山田マシンツール(タイランド)(以下、YMTT)がタイ総代理店として販売・アフターサービスを手掛けている住友重機械ファインテックのマグネットセパレーター『FINEMAG(ファインマグ)』。今回は 前編に続いて、切削加工向けに同製品とチップコンベア(マグネットローラーコンベア)を併用した際のメリットについてご紹介する。
マグネットセパレーターと聞くと、一般的には研削加工向け用途のイメージを持つ方が多いかもしれないが、実は切削加工現場にも有効であるという。
タイでも高品質な部品加工を求められることがスタンダードになってきていることを背景に、昨今では、切削加工向けのマグネットセパレーター活用需要に期待が持たれている。 切削加工における切粉処理として、チップコンベアだけでなくマグネットセパレーターを併用すると切粉回収能力が格段にあがり、クーラント液の清浄度向上にも効果があるという。
写真の装置のように、形状の大きい切粉を1次処理としてローラーコンベアで回収し、その後コンベアで回収しきれない100ミクロン以下の切削スラッジを2次処理のマグネットセパレーターで回収する。
<マグネットセパレーター×チップコンベア 併用メリット>
✔ 切粉回収作業の簡易化
マグネットローラーコンベアは、ヒンジ式と比較して切粉回収能力が高い上、網かごを使って手作業でスラッジを回収しているようなタンクにも簡単に取り付けることができる。切粉回収能力の向上によって、機械故障の低減にもつながる。
✔ ろ過精度の向上
ファインマグKSモデルは磁石配列を新たに設計したことで切削スラッジの回収が可能になり、クーラント液の高精度を実現。フィルターや刃物の目詰まり削減、ポンプの故障低減につながる。
✔ 工場環境の改善
切粉が刺さりにくくなった特殊絞りのPローラーを搭載することで、水絞り機能が向上し、回収されたスラッジの処理がより容易に。これにより、クーラント廃液量の低減や切粉回収費用の削減などの総合的な工場環境の改善に効果あり。

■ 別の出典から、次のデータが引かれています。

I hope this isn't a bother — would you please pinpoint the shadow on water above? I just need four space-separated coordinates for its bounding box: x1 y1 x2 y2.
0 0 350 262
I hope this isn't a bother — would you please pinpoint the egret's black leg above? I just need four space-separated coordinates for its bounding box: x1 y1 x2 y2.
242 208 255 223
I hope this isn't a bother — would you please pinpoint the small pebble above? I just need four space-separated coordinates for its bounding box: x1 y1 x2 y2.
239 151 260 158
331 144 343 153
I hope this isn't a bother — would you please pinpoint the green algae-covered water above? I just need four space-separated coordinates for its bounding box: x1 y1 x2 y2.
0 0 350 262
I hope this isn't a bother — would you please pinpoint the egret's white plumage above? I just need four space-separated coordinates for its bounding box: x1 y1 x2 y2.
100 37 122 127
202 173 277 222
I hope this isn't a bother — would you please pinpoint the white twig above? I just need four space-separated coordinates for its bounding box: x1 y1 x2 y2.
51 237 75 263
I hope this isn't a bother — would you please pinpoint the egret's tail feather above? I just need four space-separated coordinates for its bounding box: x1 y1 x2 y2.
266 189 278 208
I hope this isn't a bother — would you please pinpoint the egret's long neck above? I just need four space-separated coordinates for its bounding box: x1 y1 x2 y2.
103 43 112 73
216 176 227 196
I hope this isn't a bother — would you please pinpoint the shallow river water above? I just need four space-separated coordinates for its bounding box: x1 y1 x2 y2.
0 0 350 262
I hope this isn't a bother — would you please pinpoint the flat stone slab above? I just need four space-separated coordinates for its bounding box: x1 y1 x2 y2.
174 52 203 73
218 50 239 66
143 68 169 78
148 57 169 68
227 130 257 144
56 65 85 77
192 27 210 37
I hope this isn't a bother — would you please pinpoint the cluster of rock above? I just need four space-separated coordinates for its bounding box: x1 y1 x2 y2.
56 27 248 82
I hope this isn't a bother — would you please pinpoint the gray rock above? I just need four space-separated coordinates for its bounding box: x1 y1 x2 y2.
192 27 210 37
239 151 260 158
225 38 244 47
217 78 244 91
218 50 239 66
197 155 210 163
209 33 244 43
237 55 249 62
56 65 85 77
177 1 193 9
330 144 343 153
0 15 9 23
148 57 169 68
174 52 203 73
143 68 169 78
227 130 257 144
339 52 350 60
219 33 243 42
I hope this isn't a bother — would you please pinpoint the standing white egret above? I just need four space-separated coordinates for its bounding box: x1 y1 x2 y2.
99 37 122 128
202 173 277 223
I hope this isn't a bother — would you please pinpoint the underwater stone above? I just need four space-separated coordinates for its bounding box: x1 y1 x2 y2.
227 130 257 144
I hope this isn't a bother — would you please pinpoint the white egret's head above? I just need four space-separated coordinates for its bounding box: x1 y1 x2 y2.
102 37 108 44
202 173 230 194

タイのモノづくり現場においても人手不足は深刻な課題だ。特にクーラント清掃などのいわゆる“3K” (きつい・汚い・危険)と称される作業は、タイでも自動化需要が高まっている。
「切削加工の品質向上」×「人手不足を解消するための自動化」を同時に叶えるソリューションとして、ファインマグとマグネットローラーコンベアの併用をタイでも促進したい考えだ。 タイでの安定的な製品・サービス供給の背景に、2社の強固なパートナー体制があるという。